Alguma organização de tipo avançado deve ter tido uma liderança principal no trabalho, e nenhum corpo desse tipo foi sugerido que possa competir com as reivindicações dos Franco-Maçons; e é uma parte importante da história onde se deve buscar os traços de tal liderança que nos deu as belezas requintadas de Lincoln e Salisbury, Ely e Winchester.
Clique aqui para acessar ao PDF.
Um pouco sobre Thomas Hayter Lewis
O Irmão Prof. Thomas Hayter Lewis, nasceu em 1818, e foi ex-vice-presidente do Royal Institute of British Architects, membro da Society of Antiquaries e Professor Emérito de Arquitetura do University College, Londres.
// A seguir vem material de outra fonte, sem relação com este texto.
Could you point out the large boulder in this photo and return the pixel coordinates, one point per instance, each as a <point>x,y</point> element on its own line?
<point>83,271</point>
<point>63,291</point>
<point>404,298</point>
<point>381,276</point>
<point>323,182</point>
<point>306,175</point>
Em 1877, foi iniciado na Loja Jerusalem, nº 197, Londres, e exaltado no Capítulo St. James, nº 2, em 1880. Foi autor de "Lectures on Architecture" (Palestras sobre Arquitetura), proferidas no University College; de "Ancient and Modern Architecture" (Arquitetura Antiga e Moderna), na nova edição da Encyclopaedia Britannica (sendo a parte medieval de autoria do falecido G. E. Street, R.A.); do "Annual Review of Architecture" de 1884-5-6, no Companion to the Almanac; do prefácio e das notas arqueológicas da tradução de Procópio por Aubrey Stewart (De Aedificiis - com notas geográficas de Sir C. W. Wilson); além de diversos artigos sobre temas variados nas atas (Transactions) do Royal Institute of Architects, da Biblical Archaeological Society, da British Archaeological Society e de outras associações.